И засидевшиеся молодцы и дивы ринулись с мест, быстро растащили ряды скрепленных стульев по стенам, освободив площадку, а на сцене уже расположился местный ВИА, но Гришки среди музыкантов не было. Он ушёл с матерью и братом домой, где получил от них дозу попрёков.
- Ты дурак что ли? Кто тебя просил выдумать про отца? На жалость хотел взять собрание: приголубьте меня, сиротинушку? - Долбил его Иван.
- Гриша, ну зачем же ты валял дурака про Верку и про Господа? Как тебе не стыдно! – Причитала Мария.
- Да хватит меня клепать! Меня уже там отклепали. Ну вас на фиг! Пойду, проветрюсь! – Гришка схватил шапку, напялил её на глаза, надел куртку и хлопнул дверью. Тут же её открыл, крикнул в дом: - Они за мной ещё побегают! – И снова грохнул дверью.
Привёл его с улицы Клименко и сделал ему выволочку за кривляния на собрании.

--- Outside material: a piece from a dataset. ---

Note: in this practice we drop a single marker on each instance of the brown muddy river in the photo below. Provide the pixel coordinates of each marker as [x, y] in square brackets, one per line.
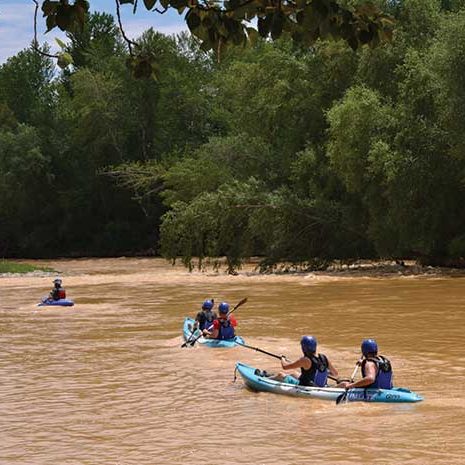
[106, 382]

- Слушай, дорогойченко! Если бы я был твоим отцом, я выпорол бы тебя, как говорил мой отец, до кровавых рубцов, чтобы ты запомнил эту порку на всю жизнь. Ты же взрослый парень, через полгода паспорт получать, и так себя ведёшь. Для чего это? Кому адресовано твоё кривлянье? Только брата и Марию Николаевну позоришь, фамилию свою. А вредить своей фамилии – самое низкое дело. Себя, значит, гением ставишь, Наполеоном, а остальных, как сказал Александр Сергеевич Пушкин, почитаешь «… всех нулями»? Думаешь, ты один такой необыкновенный: острый на язык, ловкий, способный, вёрткий и так далее? Да полно таких на земле нашей грешной, и не надо себя мнить ни кем. Надо не казаться, а быть. А чтобы быть, надо трудиться, то есть, сейчас – учиться, а потом – пахать и пахать, вкалывать, зарабатывать авторитет. И никак иначе. Авторитета, уважения и таланта не купишь и не украдёшь. Будешь дальше так себя вести – докатишься до отчисления, и никто тебе не поможет: ни брат, ни мать, ни я, Гриша! Вот так. Будь здоров. И Клименко ушёл, отказавшись от чая.